Geo’s strategy has always been to inundate its broadcast with ads, so much so that 10 minutes of programming would be accompanied by 5 minutes of TVCs.


This strategy not only imparts negative brand preference to the brands being shown in the ad break, (provided if anyone is watching the ads at all) but also erodes the brand equity of the channel itself. But when it comes to Pakistan cricket matches, this strategy is criminal as far as the Pakistani consumer is concerned.


And this strategy is not going to change anytime soon, unless there’s a furious backlash from the consumer. Reason being because of the herd mentality, brands are not going to back off from placing their ad on a spot which is ultra prime, and Geo is not going to reduce the frequency or the length of the ads for obvious financial reasons. Everyone is focused on the short-term; no one gives two hoots about the long-term consequences. If all these hot-shots revise their branding basics, they would realize that brand awareness does not equal brand preference.
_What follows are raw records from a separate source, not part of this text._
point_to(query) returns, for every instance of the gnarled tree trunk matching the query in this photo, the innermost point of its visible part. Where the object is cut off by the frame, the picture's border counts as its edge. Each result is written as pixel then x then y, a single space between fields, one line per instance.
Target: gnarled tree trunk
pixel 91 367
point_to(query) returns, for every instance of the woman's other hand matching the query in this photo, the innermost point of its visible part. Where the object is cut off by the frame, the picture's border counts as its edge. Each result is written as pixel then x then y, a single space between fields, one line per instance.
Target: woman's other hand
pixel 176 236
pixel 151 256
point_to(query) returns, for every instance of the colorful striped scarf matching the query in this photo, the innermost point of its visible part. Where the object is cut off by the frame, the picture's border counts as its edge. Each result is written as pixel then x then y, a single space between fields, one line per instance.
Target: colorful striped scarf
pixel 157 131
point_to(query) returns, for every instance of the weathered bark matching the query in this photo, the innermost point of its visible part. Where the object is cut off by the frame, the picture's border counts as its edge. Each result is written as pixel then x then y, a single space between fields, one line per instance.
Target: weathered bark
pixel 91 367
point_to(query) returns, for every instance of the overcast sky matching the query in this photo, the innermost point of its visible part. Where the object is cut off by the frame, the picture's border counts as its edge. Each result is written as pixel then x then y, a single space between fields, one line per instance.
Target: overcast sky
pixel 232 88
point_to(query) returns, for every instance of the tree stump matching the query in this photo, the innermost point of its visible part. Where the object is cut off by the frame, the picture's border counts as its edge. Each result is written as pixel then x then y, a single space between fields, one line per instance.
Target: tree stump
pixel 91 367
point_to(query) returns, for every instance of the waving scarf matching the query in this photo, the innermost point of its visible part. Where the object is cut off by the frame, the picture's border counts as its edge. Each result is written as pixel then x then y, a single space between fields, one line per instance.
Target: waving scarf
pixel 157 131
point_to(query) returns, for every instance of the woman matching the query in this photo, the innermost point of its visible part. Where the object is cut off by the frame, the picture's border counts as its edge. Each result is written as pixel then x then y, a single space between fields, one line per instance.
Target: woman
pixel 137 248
Does anyone remember Tele-Fun? Does it still exist? I can still remember almost the entire number sung in a jingle- ‘0900-78601’. Did I get it right? Even if it is still hanging on, has it been able to recover even 10% of the fortune it spent on the launch?


So, did I try it? Nope. Was I even tempted to have a go at it? No. But I do remember the jingle and the visuals and what it was all about. How many consumers were there like me? Can’t say. All I know is not a single acquaintance of mine tried it out. Do you know anyone who did?


So, what happened to it? Did it make it? Where is it now?  Was all the investment for raising brand awareness worth it? Did it convert into brand preference?


Any brand aiming to get a foot-hold in the mind of the consumer for the long-term should seriously ask itself these questions.  A brand is not built in a day. But it can go down the drain pretty soon.